When thoughts about religious life crept in, Sr. Pat told herself they’d go away. When they didn’t, she began writing to religious orders, hoping to be assured “this is not for me.” A letter she wrote to the Sisters of the Divine Savior resulted in a visit to attend a retreat. Sr. Pat recalls, “I was really touched by the people and the spirituality.” She also remembers  the Salvatorians seemed to ask more about her and less about what she could do for them.

Sr. Pat entered the Salvatorian community in August 1979 and took her first vows in 1982. She was working as secretary for an urban parish and taking on new responsibilities. Her pastor encouraged her to go back to school to earn a degree in business or parish finances. She made her final vows in 1988 and graduated from Marquette University in Milwaukee with a degree in business administration in 1989.
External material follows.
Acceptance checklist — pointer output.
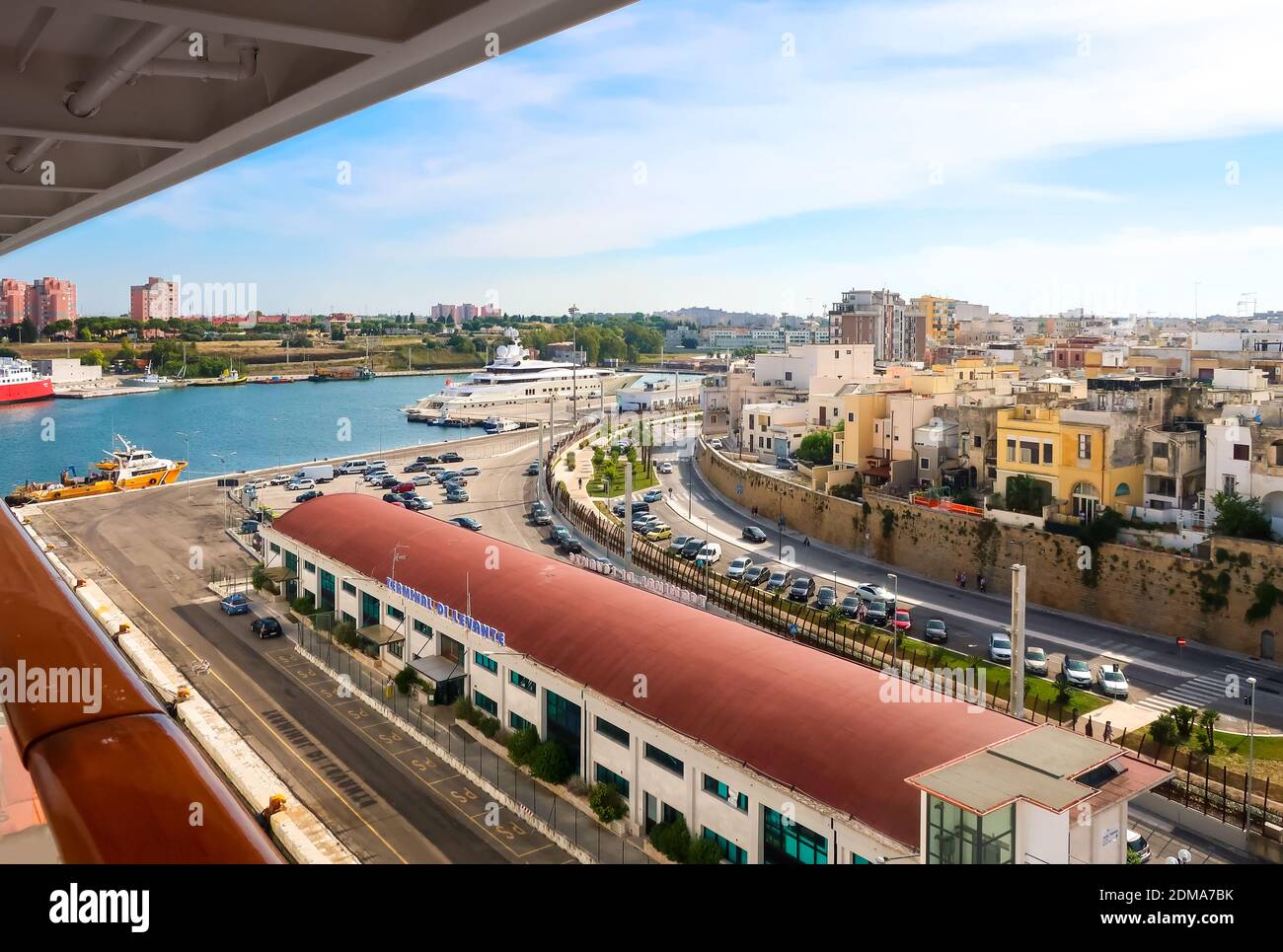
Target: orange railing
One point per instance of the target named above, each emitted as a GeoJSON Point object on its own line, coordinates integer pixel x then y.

The Tennessee Register story shared about other of Sr. Pat’s ministries over the years, including business manager for Sr. Francis Xavier Church in Birmingham, Ala. She also served as sponsorship coordinator for the Salvatorian Province, working with lay administrators and staff at the institutions sponsored by the Salvatorian Sisters. That ministry included leading workshops about the Salvatorian mission and charism to ensure they would continue to guide the decisions that impact the people served by those institutions.

Sr. Pat said, “We believe Catholic sponsorship is important. Our charism to be deeply rooted in Jesus is important. We don’t want to lose that.”

Sr. Pat also served as province treasurer while she was earning a master’s in business administration from the University of Wisconsin-Milwaukee. Her finance background was a good fit when St. Thomas Aquinas in Cookeville was seeking a parish business manager in 2003. The parish was in the process of building a new church, and pastor Salvatorian Father Peter Coffey wanted Sr. Pat to move things along and make sure all financial policies and procedures were up to snuff.

Building the new church made it an interesting and exciting time for Sr. Pat to be serving there. Over the years, she took on more ministries, including helping with religious education classes and sacramental preparation for adults and children.

One year since departing St. Thomas Aquinas, Sr. Pat begins a new ministry serving in the parish office at St. Catherine Catholic Church in Milwaukee. The parish’s school is one of nine launched under the Seton Catholic Schools banner last fall. Seton Catholic Schools is an initiative to improve education outcomes in urban Catholic schools that serve families with scarce socio-economic resources. Sounds like Sr. Pat could be in for more interesting and exciting times.